STA 112 Lab 5

Goal

It has been a while since we did logistic regression!! We are going to use our time today to review concepts for logistic regression to help prepare you for the final exam. If you have questions about anything, please let me know!

The Data

In this lab, we will return to the data set about the Titanic. Recall that the RMS Titanic was a huge, luxury passenger liner designed and built in the early 20th century. Despite the fact that the ship was believed to be unsinkable, during her maiden voyage on April 15, 1912, the Titanic collided with an iceberg and sank.

We have information on \(n = 714\) passengers from the Titanic. Unlike last time, today we are interested in modeling \(Y =\):

  • Survived: Whether or not each passenger survived (0 = no, 1 = yes)

In addition to this \(Y\) variable, we have 9 possible explanatory variables:

  • PassengerId: a unique number assigned to each passenger to identify them.
  • Pclass: The class of the ticket held by the passenger; 1 = 1st class, 2 = 2nd class, 3 = 3rd class.
  • Name: the name of each passenger.
  • Sex: the sex of the passenger, limited to male and female.
  • Age: The age of the passenger in years. Note: Decimals are for children under a year in age.
  • SibSp: The number of spouses and/or siblings the passenger had on board.
  • Parch: The number of parents and/or children the passenger had on board.
  • Ticket: the number of their ticket (unique to each passenger)
  • Fare: the cost of the ticket in US dollars.

To load the data, copy and paste the following into a code chunk and press play:

# Load the data 
Titanic <- read.csv("https://www.dropbox.com/scl/fi/26vhy0o0n4zykjvpjgolo/Titanic.csv?rlkey=b4a6ewvjrgvd25gr42tuayoyh&st=yppg7u63&dl=1")

# Some Data cleaning
Titanic$Sex <- as.factor(Titanic$Sex)
Titanic$Pclass <- as.factor(Titanic$Pclass)
Titanic <- na.omit(Titanic)
Titanic <- Titanic[,-c(11,12)]

Question 1

Which of the following models is possible for us to use given our data and stated research question? Choose all that apply.

  1. an LSLR model
  2. a MR model
  3. a logistic regression model
  4. a multiple logistic regression model

Question 2

We have 9 possible explanatory variables in the data set. However, 3 of these variables cannot be used as explanatory variables in the model.

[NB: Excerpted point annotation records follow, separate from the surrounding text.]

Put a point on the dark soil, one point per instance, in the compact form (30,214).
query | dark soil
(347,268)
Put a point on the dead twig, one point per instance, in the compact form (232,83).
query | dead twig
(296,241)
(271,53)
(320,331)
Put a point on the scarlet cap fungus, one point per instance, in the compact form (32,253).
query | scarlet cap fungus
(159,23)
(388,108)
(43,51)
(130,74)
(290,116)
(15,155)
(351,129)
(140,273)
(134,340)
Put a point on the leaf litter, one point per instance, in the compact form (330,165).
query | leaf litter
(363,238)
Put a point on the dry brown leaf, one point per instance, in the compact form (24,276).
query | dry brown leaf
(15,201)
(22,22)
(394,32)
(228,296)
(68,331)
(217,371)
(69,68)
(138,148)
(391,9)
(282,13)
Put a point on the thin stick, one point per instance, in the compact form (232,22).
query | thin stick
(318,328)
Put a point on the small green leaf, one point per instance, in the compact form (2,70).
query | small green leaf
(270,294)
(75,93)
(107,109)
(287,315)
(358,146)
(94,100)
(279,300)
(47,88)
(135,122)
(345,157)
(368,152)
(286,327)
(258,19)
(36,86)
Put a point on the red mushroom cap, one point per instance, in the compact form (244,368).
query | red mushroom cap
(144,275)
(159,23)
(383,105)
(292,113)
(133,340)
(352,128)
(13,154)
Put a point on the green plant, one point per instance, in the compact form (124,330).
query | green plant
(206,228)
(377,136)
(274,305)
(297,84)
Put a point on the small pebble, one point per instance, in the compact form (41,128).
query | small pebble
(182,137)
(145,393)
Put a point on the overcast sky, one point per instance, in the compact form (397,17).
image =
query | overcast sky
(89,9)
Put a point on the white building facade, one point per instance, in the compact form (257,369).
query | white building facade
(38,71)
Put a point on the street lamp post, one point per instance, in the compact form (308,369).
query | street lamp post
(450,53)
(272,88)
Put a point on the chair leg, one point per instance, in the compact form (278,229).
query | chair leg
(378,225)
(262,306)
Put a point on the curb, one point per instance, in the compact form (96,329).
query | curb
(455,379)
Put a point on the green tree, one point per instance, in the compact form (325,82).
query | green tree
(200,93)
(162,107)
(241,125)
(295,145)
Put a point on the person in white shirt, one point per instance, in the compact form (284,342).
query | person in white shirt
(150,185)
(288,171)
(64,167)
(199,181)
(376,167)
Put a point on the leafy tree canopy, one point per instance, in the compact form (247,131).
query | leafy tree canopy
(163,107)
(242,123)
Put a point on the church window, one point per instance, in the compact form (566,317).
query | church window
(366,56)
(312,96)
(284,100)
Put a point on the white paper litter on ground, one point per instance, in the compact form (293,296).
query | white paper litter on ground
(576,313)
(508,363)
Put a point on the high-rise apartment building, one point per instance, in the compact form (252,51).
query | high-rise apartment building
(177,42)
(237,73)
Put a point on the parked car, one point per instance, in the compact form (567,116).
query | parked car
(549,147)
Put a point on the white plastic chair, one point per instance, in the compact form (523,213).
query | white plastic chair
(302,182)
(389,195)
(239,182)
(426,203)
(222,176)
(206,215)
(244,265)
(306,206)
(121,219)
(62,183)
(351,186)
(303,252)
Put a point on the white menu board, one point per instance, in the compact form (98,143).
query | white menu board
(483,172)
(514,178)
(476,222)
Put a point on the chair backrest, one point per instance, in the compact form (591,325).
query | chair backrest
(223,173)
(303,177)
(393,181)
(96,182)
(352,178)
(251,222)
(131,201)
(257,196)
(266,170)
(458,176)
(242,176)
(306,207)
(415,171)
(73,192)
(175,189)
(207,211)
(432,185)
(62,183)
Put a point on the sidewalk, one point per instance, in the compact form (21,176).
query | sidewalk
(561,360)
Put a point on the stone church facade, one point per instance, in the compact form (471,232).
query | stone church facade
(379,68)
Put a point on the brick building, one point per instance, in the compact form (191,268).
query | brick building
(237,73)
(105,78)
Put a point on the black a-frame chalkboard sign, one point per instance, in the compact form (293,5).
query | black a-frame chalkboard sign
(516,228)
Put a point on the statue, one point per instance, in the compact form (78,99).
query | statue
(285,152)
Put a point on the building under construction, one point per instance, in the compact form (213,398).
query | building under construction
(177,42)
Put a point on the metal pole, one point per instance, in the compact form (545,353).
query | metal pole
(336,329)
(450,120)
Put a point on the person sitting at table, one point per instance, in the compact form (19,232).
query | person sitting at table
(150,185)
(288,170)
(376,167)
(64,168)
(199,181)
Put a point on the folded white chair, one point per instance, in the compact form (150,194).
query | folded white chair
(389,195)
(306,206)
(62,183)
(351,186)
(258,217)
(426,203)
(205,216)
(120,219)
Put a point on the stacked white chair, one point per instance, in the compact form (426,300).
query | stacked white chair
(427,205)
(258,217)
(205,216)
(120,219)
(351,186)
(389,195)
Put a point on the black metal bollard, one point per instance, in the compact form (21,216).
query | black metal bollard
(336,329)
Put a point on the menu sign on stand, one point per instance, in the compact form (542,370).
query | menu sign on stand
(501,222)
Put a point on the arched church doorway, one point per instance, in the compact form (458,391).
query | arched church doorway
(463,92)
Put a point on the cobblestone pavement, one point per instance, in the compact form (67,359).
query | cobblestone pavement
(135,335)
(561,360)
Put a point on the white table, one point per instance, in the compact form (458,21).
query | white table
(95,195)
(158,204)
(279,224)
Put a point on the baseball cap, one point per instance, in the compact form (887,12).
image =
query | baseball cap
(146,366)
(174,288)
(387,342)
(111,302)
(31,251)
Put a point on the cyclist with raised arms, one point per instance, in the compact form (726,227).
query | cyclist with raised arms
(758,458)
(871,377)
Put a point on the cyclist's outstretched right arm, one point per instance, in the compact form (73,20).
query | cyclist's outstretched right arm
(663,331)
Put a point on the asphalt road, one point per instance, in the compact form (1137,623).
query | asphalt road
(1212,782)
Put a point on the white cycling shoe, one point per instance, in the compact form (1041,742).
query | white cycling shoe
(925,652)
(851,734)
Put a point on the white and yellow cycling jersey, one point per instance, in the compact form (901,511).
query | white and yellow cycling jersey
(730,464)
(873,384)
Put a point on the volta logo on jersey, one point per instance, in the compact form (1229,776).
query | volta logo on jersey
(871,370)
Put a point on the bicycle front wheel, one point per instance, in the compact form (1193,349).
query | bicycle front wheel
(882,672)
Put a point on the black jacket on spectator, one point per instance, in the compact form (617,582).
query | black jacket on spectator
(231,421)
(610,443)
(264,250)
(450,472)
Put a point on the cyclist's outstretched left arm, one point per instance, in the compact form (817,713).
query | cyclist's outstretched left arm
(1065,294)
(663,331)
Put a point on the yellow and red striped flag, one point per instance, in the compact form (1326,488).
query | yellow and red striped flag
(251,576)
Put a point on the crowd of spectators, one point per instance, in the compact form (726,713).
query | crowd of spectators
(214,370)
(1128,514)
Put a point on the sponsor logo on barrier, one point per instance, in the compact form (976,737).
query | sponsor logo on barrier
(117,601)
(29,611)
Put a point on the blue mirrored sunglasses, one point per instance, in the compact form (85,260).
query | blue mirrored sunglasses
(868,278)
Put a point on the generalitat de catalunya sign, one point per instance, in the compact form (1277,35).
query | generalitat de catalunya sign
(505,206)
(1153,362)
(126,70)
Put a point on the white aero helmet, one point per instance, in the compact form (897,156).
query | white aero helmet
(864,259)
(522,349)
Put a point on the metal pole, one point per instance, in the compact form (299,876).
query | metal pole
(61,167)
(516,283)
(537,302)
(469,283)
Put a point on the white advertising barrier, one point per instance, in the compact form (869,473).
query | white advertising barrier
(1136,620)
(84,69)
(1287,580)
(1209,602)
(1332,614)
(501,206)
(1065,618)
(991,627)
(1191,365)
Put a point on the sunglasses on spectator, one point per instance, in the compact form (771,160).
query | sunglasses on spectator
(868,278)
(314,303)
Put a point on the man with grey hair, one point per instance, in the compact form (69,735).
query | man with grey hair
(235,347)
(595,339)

  1. Identify which 3 variables cannot use used as explanatory variables (do not report the \(Y\) variable!).

  2. Explain why we cannot use these three as explanatory variables. Hint: The reason is the same for all 3 variables.

Model 1: One Numeric X

We are approached by an historian, Historian 1. Historian 1 knows from their work that in the era when the Titanic sank, social conventions would have indicated that women were prioritized over men for space on the life boats. They therefore suggest you start your work in modeling \(Y\) = survival by building a model using \(X\) = whether the passenger was male or female. Historian 1 believes women were more likely to have survived than men.

To build the appropriate regression model in R, we use:

model1 <- glm(Survived ~ Sex, data = Titanic, family = "binomial")

To see the coefficients of the model and formatted them neatly, we use:

knitr::kable( summary( model1 )$coefficients )

Question 3

What is the baseline for sex? How can you tell?

Question 4

Write out the fitted model using appropriate notation. Round to 2 decimal places.

Hint: To format the model properly, copy and paste the following into WHITE SPACE (not a chunk!!!!) in your Markdown file. Fill in what you need after the = but before the $$.

$$log \left( \frac{\hat{\pi}}{1-\hat{\pi}} \right) = $$

Question 5

Interpret the slope in terms of the log odds.

Question 6

Interpret the slope in terms of the odds.

Question 7

What is the predicted probability that a man survived the Titanic disaster? Show your work.

Question 8

What is the predicted probability that a woman survived the Titanic disaster? Show your work.

Question 9

The historian believed that women were more likely to have survived than men on the Titanic. Based on the model, does it seem as though they are correct?

Model Fit

Once we have a model, the next step is to assess model fit, or how well the model is able to match the patterns in \(Y\) in the data set. With logistic regression, we do this using something called the drop in deviance.

Remember that the deviance essentially measures how poorly the patterns reflected in the model match the patterns in \(Y\). This means a model with a smaller deviance is a better fit to the data.

The worst deviance we can get is with a model using only the intercept.

\[log \left( \frac{\hat{\pi}}{1-\hat{\pi}} \right) = \hat{\beta}_0\]

Using this model means we assume that no explanatory variables matter - everyone had the same chances of surviving. In other words, this model assumes that the probability of survival for all passengers on the Titanic was:

\[\hat{\pi} = \frac{e^{\hat{\beta}_0}}{1+e^{\hat{\beta}_0}}\]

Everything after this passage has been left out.